Third, we recognized the pressing need to document the important uses of digitized specimen data in its various forms, partly to help institutions obtain funding for digitization and partly to demonstrate the value of data aggregation. Some documented examples already exist, notably in NIBA documents and published papers. Annotated compilations of these references and citations are important, as are explorations of new emphases, such as extracting trait data and other information from specimen images.

Fourth, attendees agreed to produce and publish a series of papers, the first to be in a high profile journal and focused on the importance of global collaboration for biodiversity digitization and data mobilization, the remainder in a special edition of another journal and focused on developing and sharing tools for enhancing digitization, biodiversity research utilizing digital data, greater coordination between iDigBio, Smithsonian, and ALA, strategies for encouraging citizen science and public participation, issues related to sustainability, delineation of research questions, and the coordination of access to internationally applicable digitization and research workflows.

Fifth, workshop participants agreed to form the nucleus of a potentially worldwide consortium of leading digitizing institutions and aggregators to share knowledge, methods, and strategies for enhancing global accessibility of biodiversity collections data. Areas of concentration would include methods for demonstrating to governments the value of biodiversity and, consequently, the value of digitization of biodiversity information.
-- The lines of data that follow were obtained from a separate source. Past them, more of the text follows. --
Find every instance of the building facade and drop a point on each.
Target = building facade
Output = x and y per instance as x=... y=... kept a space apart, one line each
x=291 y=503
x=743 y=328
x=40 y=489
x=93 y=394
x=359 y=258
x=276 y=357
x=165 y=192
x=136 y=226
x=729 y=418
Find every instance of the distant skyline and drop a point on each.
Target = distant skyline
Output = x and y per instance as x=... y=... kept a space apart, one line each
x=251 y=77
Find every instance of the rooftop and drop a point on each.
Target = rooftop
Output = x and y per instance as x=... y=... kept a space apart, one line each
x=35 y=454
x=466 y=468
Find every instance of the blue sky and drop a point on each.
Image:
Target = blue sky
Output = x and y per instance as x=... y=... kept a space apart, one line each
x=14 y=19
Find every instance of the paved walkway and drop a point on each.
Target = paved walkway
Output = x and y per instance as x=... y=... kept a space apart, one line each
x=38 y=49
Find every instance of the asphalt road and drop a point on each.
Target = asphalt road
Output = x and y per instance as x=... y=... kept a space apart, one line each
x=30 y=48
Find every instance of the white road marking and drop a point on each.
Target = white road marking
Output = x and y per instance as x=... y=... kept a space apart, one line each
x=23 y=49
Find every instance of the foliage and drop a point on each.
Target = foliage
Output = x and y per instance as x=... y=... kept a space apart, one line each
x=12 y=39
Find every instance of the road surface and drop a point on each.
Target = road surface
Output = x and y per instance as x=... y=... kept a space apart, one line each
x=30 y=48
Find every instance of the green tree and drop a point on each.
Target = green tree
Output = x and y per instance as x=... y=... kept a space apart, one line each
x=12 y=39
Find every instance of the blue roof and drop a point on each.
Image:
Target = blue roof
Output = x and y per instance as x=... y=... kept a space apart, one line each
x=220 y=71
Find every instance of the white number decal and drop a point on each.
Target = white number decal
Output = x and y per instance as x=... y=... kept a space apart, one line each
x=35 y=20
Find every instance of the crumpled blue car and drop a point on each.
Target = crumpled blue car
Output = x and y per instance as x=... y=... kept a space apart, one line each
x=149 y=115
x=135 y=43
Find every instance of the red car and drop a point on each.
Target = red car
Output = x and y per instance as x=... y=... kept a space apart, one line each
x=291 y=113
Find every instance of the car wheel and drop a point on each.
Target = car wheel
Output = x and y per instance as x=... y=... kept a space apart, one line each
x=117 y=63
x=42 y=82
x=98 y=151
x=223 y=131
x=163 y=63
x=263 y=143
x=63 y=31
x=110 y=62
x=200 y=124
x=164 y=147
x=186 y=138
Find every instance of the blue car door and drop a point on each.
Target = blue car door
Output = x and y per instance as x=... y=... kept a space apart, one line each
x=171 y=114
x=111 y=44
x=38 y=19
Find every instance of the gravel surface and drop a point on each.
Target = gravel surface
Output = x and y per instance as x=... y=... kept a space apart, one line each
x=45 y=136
Current plans call for a 2016 meeting in China to formalize a charter. Potential products from the Australia and China meetings include a global strategic plan for digitization of collections, initiation and oversight of activities to demonstrate capabilities, solidification of the willingness to work together and demonstrate benefits, exploration of how research uses of digital data might stimulate global engagement, and an outline of strategies for linking individual goals in fundable ways.